Abruptly, Giorgos brings up CETA—something I hadn’t planned to discuss with him. “If they sign CETA it is all over.” Asked to explain, he says that “our government already fought with the Canadians over the fact that they want to produce feta, our trademark cheese. They got a compromise over that and are no longer against CETA. But when CETA comes, they will say they have to allow the mine because otherwise they will face a multi-billion court case.” That’s possible thanks to new investor rights contained in CETA and other trade deals, which allow corporations to directly sue governments for damages (and in secret proceedings) over policies that threaten their profits.
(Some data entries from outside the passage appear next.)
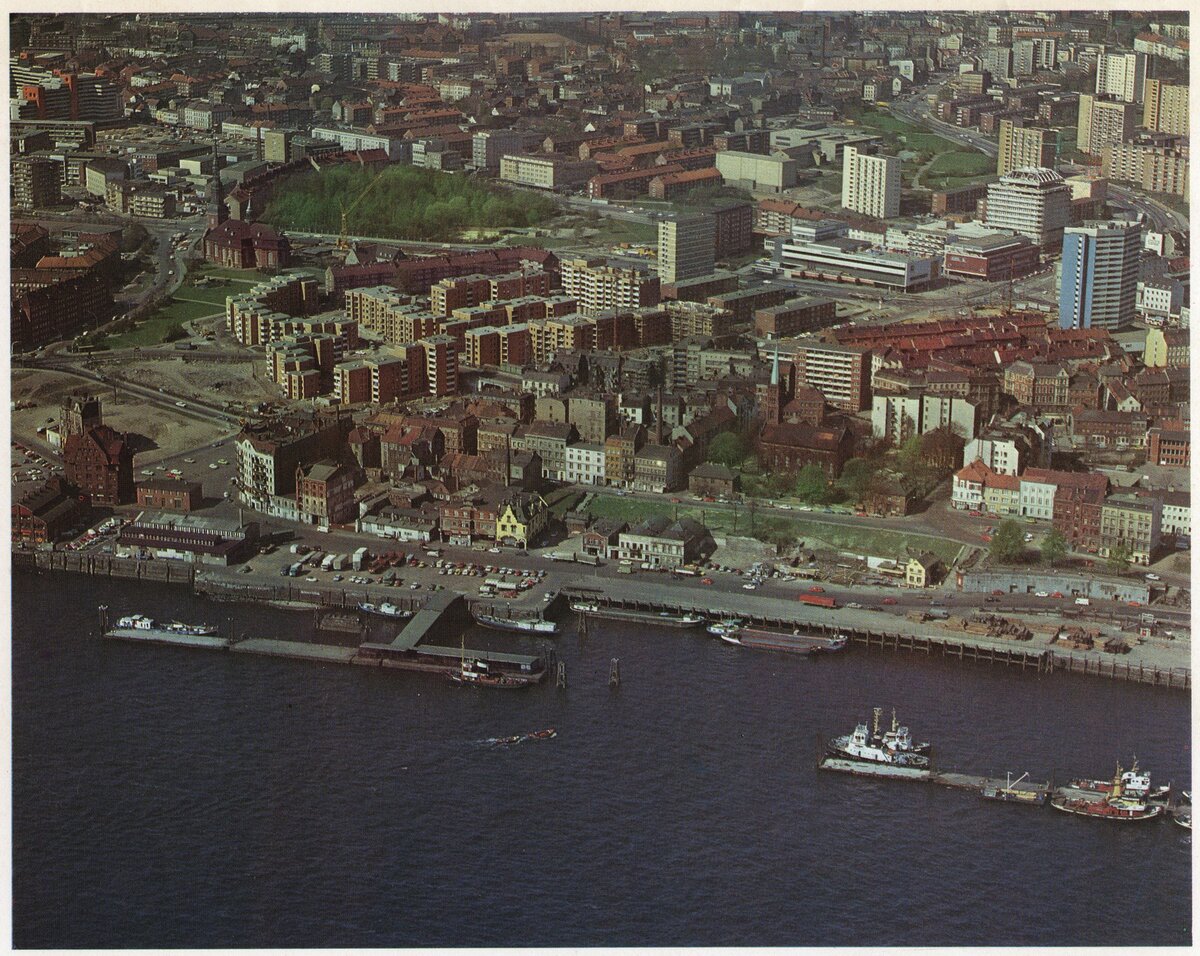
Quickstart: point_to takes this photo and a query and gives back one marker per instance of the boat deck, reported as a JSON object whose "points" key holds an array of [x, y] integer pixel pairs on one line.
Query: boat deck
{"points": [[943, 777], [297, 650], [211, 642]]}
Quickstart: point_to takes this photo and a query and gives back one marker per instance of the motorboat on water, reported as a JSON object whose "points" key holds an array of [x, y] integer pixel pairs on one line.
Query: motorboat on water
{"points": [[525, 625], [1134, 783], [145, 623], [1111, 804]]}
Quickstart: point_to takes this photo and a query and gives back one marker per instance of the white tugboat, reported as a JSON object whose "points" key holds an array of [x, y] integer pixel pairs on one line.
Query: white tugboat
{"points": [[894, 746], [145, 623]]}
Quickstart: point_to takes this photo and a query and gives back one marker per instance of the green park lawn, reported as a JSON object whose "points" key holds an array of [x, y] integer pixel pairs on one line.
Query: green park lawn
{"points": [[155, 329], [951, 169], [814, 533]]}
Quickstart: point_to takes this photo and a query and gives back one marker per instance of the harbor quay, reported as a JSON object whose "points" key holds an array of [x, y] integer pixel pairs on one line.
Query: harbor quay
{"points": [[879, 630], [447, 613]]}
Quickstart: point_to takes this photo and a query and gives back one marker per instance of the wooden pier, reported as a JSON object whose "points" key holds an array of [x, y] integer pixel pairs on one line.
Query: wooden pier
{"points": [[952, 779], [444, 613], [965, 648]]}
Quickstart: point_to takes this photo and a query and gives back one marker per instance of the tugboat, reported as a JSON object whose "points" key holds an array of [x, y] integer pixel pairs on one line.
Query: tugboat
{"points": [[661, 618], [1111, 805], [387, 609], [143, 623], [894, 746], [1182, 811], [1134, 783], [525, 625]]}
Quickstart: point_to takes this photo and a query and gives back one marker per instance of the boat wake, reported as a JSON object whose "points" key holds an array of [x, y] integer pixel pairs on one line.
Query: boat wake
{"points": [[508, 741]]}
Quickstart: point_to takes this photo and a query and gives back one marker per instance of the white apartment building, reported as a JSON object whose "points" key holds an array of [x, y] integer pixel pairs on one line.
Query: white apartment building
{"points": [[1037, 498], [545, 172], [1103, 122], [870, 185], [1121, 74], [1001, 455], [598, 287]]}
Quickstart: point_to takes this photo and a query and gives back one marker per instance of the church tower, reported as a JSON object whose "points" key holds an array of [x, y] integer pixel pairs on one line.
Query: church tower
{"points": [[773, 410]]}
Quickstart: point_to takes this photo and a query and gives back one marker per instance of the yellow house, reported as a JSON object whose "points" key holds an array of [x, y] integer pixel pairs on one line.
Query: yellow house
{"points": [[521, 519], [922, 570]]}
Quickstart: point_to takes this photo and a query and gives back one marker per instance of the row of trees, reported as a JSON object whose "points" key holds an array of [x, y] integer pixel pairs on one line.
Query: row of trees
{"points": [[406, 203], [918, 463], [1008, 547]]}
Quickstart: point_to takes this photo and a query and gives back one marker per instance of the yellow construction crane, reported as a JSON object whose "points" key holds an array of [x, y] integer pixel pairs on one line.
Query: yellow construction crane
{"points": [[342, 242]]}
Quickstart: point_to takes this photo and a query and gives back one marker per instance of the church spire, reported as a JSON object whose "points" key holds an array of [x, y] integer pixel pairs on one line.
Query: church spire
{"points": [[219, 214]]}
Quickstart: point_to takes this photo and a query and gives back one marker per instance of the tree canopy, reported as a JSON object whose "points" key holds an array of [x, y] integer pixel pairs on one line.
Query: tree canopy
{"points": [[727, 449], [1008, 542], [1119, 557], [1054, 547], [811, 483]]}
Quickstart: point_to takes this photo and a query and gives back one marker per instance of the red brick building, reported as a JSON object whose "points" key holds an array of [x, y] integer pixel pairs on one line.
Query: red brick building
{"points": [[1170, 448], [325, 493], [237, 244], [671, 185], [166, 494], [789, 448], [1078, 500], [46, 515], [100, 464]]}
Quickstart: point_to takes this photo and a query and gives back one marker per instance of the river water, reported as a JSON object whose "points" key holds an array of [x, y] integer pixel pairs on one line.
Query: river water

Back in Thessaloniki, I ask Hellenic Mining Watch activist Maria Kadoglou how much Eldorado could demand from Greece if CETA is ratified and the company doesn’t get the flash smelting permit. “That’s anybody’s guess,” she says, “but look to Romania, where Gabriel Resources is suing the government for $2.7 billion for rejecting the Rosia Montana gold mine. And they never even got as far as approved Environmental Impact Assessment. Look, Eldorado claims they have already spent $700 million and that the potential profits amount to $10 billion, so anything in between is very realistic.”
As a Belgian citizen, it was a special time to be visiting Halkidiki: the only person standing in the way of a mining inferno seemed to be Paul Magnette, Minister-President of the Belgian region of Wallonia. As of this writing, Belgium was unable to sign CETA because of Wallonia’s opposition, with Magnette citing the secret arbitration (known as investor-state dispute settlement) as one of the major unresolved issues. Within Europe the pressure on Walloons is huge—but the support from citizens, NGOs, trade unions, and even economists is also huge. If Magnette kills CETA, he might just get a statue in Halkidiki.
Two imminent decisions have profound stakes for tens of thousands of Greeks. Anytime now, Environment Minister Panos Skourletis will let Eldorado Gold know whether they can do flash melting or not. And anytime now, the fate of CETA will become clear. If the deal moves forward, it would most likely mean approval of the mines, the loss of thousands of sustainable and meaningful jobs, displacement, and long-term environmental destruction. It’s crunch time, and someone will feel the impact: either Eldorado Gold or the Greek people.